Choose how to serve data to machine learning workflows
To access data when training machine learning models, you’ll want to serve the data by storing it in a cloud data service. By storing data separately from your compute, you’ll minimize costs and be more flexible.
Separate compute from storage
One of the benefits of the cloud is the ability to scale compute up or down according to your demands. In addition, you can shut down compute when you don’t need it and restart it when you want to use it again.
Especially when training machine learning models, you’ll have periods of time during which you’ll need a lot of compute power, and times when you don’t. When shutting down the compute you use for training machine learning models, you want to ensure your data isn’t lost, and can still be accessed for other purposes (like reporting).
Therefore, it’s a best practice to store your data in one tool, which is separate from another tool you use to train your models.
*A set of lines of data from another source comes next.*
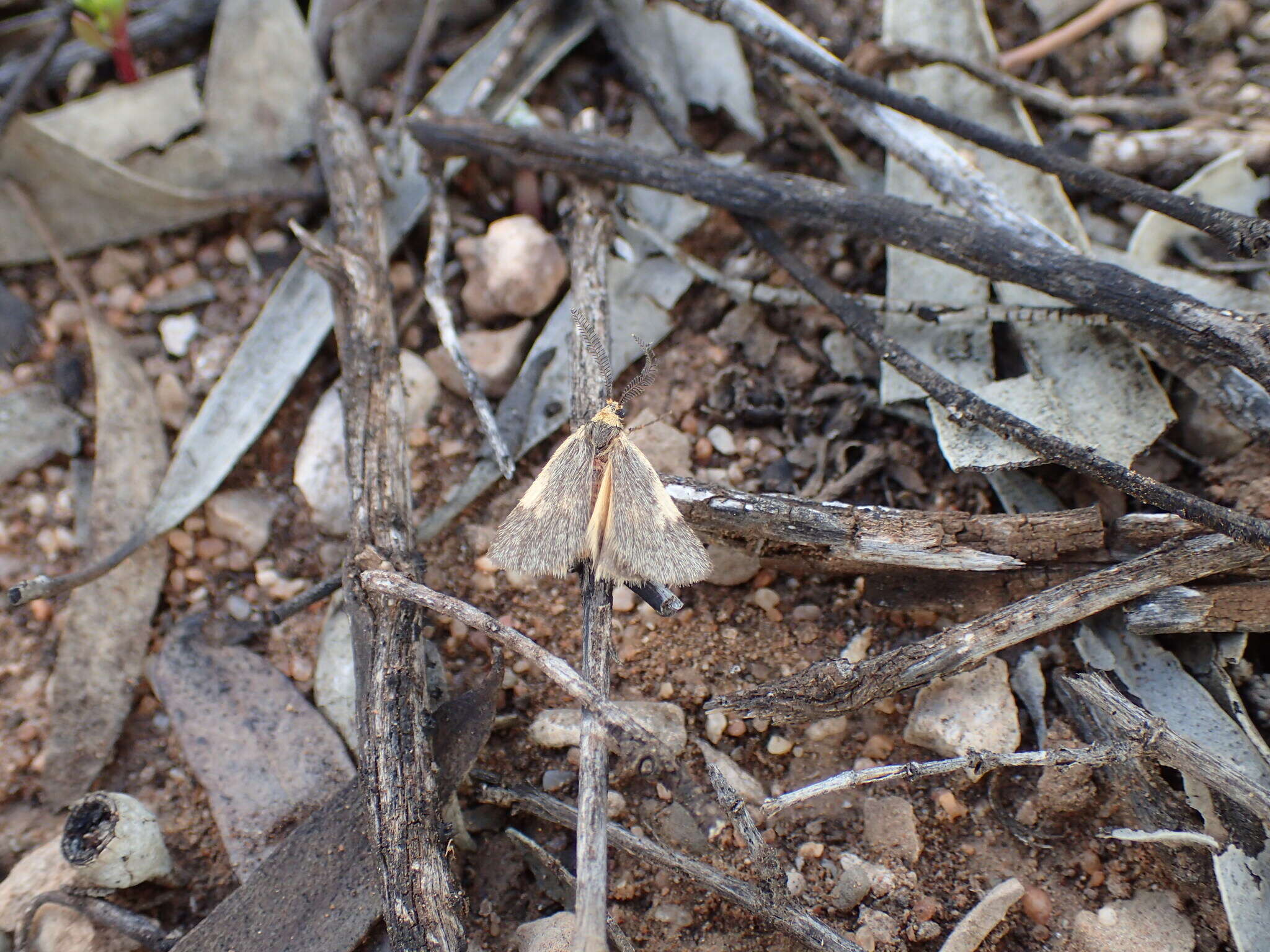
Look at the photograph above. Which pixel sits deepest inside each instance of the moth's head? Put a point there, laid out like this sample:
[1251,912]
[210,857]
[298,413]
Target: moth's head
[613,414]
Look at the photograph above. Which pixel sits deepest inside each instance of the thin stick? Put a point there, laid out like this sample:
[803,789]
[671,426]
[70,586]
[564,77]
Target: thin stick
[975,763]
[435,289]
[1145,306]
[783,915]
[1170,748]
[408,83]
[33,66]
[561,884]
[1064,36]
[1052,99]
[140,928]
[590,235]
[763,857]
[422,899]
[837,685]
[1242,234]
[631,739]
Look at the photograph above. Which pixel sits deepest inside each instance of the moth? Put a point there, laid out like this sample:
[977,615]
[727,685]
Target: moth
[600,498]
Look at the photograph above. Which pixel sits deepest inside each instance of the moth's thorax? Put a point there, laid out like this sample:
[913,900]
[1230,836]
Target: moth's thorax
[605,426]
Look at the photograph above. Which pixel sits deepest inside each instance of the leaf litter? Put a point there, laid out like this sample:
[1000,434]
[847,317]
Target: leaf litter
[660,286]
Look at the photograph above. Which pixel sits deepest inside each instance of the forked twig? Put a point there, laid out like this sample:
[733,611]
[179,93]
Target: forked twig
[783,915]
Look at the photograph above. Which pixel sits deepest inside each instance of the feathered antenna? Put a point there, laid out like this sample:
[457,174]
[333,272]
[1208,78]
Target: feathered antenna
[597,350]
[646,377]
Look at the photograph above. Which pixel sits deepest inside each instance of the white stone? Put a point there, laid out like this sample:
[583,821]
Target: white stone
[722,439]
[562,726]
[1150,920]
[747,787]
[550,935]
[243,517]
[178,333]
[972,711]
[516,268]
[716,724]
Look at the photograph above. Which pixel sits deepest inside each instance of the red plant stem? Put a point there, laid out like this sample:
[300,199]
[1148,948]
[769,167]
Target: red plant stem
[121,50]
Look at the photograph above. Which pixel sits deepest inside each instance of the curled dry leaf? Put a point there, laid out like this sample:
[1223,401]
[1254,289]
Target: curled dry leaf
[103,645]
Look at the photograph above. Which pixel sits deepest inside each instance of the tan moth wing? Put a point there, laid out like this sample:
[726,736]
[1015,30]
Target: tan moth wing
[546,534]
[646,539]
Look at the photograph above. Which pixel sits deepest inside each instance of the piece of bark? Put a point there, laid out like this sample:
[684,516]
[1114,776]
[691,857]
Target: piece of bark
[259,749]
[103,646]
[318,892]
[837,537]
[422,899]
[1240,606]
[837,685]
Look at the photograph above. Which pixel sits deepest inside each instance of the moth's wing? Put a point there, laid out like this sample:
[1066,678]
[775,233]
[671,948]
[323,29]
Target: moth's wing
[546,534]
[646,539]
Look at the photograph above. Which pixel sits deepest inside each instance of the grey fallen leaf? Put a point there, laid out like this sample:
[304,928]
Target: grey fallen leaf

Which tool or service is best to store your data depends on the data you have and the service you use for model training.
Store data for model training workloads
When you use Azure Machine Learning, Azure Databricks, or Azure Synapse Analytics for model training, there are three common options for storing data, which are easily connected to all three services:
- Azure Blob Storage: Cheapest option for storing data as unstructured data. Ideal for storing files like images, text, and JSON. Often also used to store data as CSV files, as data scientists prefer working with CSV files.
- Azure Data Lake Storage (Gen 2): A more advanced version of the Azure Blob Storage. Also stores files like CSV files and images as unstructured data. A data lake also implements a hierarchical namespace, which means it’s easier to give someone access to a specific file or folder. Storage capacity is virtually limitless so ideal for storing large data.
- Azure SQL Database: Stores data as structured data. Data is read as a table and schema is defined when a table in the database is created. Ideal for data that doesn’t change over time.
Note
There are other Azure services for storing and serving data to services such as Azure Machine Learning, Azure Databricks, and Azure Synapse Analytics. The three storage options listed here are the most commonly used data storage solutions in combination with machine learning, especially for new projects. To learn about when to use which option, explore this guide on Azure data stores.
By storing your data in one of these Azure storage solutions, you can easily serve the data to whichever Azure service you use for machine learning workloads. To load the data into one of these storage solutions, you can set up a pipeline to extract, transform, and load the data.